Invariance with respect to individual origins of utilities (IOU): aggregate choices must be blind to comparisons of absolute levels of utility (but not to differences of utilities.) For example, suppose we are happy to defer utility from generation 0 to 1 so that the stream (10, 8, 0, …) is preferred to (14, 4, 0, …), but at the same time the stream (14, 1004, 0, …) is deemed worse than the stream (10, 1008, 0, …). The reason would be that we are happy to defer utility from generation 0 to 1 when 1 is in bad shape, but not when 1 is doing great. This pair of comparisons violates IOU.

Invariance to stationary relabeling (ISTAT): this property can be better understood with an example. If the stream (0, 4, 4, 0, -1, …) is regarded as having the same value as the stream (1, 1, 1, 1, 1, …), then the stream (1, 0, 4, 4, 0, -1, …) must also be considered equivalent (notice that the third stream first gives the payoff in the constant stream and, then, follows the order of the payoffs in the first stream.) More than a fairness axiom, ISTAT is an axiom on the consistency of decisions.

In addition, the authors also consider two technical properties: continuity (CONT), that requires that very similar streams be evaluated also similarly, and compensation (COMP), by which there is never a generation beyond which we cease to care about the future.

The authors prove three theorems:

1. A multi-utilitarian criterion emerges essentially from D-MON, COC, and CVX (and the technical CONT requirement). Think of multi-utilitarianism as a situation where a decision maker is unsure of the weight to place on each of the different experts. Given a particular weight, her choices are utilitarian, but she evaluates weights in a maxmin fashion.
1. If we add IOU, aggregate choices must be utilitarian.
1. If, instead of IOU, we impose ISTAT (and the technical COMP requirement), we obtain the maxmin criterion. This is, of course, especially interesting if one finds IOU unpalatable.

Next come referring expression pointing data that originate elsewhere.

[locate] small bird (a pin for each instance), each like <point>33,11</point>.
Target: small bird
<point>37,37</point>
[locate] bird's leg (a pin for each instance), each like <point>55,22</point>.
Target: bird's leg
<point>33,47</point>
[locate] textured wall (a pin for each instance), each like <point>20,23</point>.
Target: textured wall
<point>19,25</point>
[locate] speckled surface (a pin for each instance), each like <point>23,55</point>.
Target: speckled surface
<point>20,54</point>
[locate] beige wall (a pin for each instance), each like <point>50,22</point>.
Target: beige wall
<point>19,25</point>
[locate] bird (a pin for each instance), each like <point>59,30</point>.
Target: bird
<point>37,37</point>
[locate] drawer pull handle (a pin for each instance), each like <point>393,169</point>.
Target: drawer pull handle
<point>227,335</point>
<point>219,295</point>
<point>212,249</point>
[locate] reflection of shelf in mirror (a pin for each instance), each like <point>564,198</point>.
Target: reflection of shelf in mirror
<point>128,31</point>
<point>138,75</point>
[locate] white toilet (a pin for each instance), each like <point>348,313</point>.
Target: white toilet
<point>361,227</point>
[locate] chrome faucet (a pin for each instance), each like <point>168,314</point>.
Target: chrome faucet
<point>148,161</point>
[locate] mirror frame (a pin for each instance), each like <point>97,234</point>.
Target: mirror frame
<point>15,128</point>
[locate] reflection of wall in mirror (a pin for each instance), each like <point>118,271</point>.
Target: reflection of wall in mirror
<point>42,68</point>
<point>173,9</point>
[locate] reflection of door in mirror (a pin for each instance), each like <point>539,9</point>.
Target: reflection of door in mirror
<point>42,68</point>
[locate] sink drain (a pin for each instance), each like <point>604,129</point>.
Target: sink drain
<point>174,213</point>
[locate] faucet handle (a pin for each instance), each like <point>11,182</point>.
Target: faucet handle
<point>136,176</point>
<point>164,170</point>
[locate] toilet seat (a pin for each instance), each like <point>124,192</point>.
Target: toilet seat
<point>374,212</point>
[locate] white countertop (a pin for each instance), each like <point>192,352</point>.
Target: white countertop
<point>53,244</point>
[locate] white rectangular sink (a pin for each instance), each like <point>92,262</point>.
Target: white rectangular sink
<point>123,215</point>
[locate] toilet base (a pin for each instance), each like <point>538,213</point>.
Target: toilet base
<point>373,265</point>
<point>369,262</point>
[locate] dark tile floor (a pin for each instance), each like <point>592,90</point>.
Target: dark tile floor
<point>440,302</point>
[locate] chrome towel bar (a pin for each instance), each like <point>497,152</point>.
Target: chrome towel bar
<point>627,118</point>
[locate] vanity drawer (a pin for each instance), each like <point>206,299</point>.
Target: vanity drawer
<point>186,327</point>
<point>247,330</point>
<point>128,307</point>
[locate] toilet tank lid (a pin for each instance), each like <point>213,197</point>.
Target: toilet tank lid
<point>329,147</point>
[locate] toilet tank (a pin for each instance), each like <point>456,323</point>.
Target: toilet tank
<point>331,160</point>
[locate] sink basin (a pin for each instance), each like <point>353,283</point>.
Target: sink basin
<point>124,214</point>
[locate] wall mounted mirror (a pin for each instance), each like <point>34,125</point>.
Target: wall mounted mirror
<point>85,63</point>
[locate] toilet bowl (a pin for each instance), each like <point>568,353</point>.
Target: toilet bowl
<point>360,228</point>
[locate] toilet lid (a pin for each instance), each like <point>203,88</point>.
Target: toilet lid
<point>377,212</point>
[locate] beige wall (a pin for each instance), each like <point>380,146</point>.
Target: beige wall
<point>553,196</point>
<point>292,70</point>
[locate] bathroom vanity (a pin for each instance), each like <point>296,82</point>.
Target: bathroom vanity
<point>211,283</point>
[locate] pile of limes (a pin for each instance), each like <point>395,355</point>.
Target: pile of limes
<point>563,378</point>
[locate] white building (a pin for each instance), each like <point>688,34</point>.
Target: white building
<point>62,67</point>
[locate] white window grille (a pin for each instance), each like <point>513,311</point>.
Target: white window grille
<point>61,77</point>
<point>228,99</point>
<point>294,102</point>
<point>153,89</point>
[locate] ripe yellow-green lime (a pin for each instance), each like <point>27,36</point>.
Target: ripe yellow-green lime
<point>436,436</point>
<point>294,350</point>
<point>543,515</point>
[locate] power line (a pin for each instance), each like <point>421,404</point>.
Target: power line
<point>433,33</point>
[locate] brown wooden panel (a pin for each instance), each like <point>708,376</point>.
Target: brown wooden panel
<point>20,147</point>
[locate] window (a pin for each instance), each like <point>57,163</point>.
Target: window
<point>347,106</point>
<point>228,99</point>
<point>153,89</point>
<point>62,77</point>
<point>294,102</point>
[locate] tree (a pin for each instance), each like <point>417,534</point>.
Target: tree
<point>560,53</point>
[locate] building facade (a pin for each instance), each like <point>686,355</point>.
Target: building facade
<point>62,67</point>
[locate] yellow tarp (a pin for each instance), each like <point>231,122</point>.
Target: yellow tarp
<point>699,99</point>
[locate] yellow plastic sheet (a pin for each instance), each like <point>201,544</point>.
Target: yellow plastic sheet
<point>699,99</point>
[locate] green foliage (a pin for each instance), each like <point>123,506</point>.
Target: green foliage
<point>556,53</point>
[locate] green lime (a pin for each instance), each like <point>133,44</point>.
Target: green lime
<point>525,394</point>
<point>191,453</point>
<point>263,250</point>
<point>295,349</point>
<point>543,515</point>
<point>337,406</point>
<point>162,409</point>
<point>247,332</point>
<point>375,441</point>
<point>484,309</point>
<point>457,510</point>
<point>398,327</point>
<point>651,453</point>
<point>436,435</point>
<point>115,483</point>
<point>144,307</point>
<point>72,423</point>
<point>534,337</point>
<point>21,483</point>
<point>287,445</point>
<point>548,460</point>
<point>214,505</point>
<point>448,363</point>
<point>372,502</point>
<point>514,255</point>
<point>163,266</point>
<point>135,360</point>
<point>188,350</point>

The choice between utilitarianism and maxmin amounts to choosing between degrees of fairness. Utilitarianism relies on ruling out certain intergenerational comparisons of utility (IOU), comparisons that lie behind fairness considerations. In contrast, maxmin allows for such comparisons, and relies on a stronger notion of intergenerational fairness (ISTAT). The axioms express basic criteria for how the welfare of different generations are to be compared, and for a degree of intergenerational fairness. Our government actor can decide on which combination of axioms she agrees with, and thus decide on a rule for aggregating experts’ recommendations.

References

1. Chambers, C.P., and Echenique, F. 2018. On multiple discount rates. Econometrica 86: 4, 1325–1346.
2. Weitzman, M.L. 2001. Gamma Discounting. American Economic Review 91:1, 260–271.
3. Sen, A.K. 1970. Collective Choice and Social Welfare. San Francisco, CA: Holden-Day.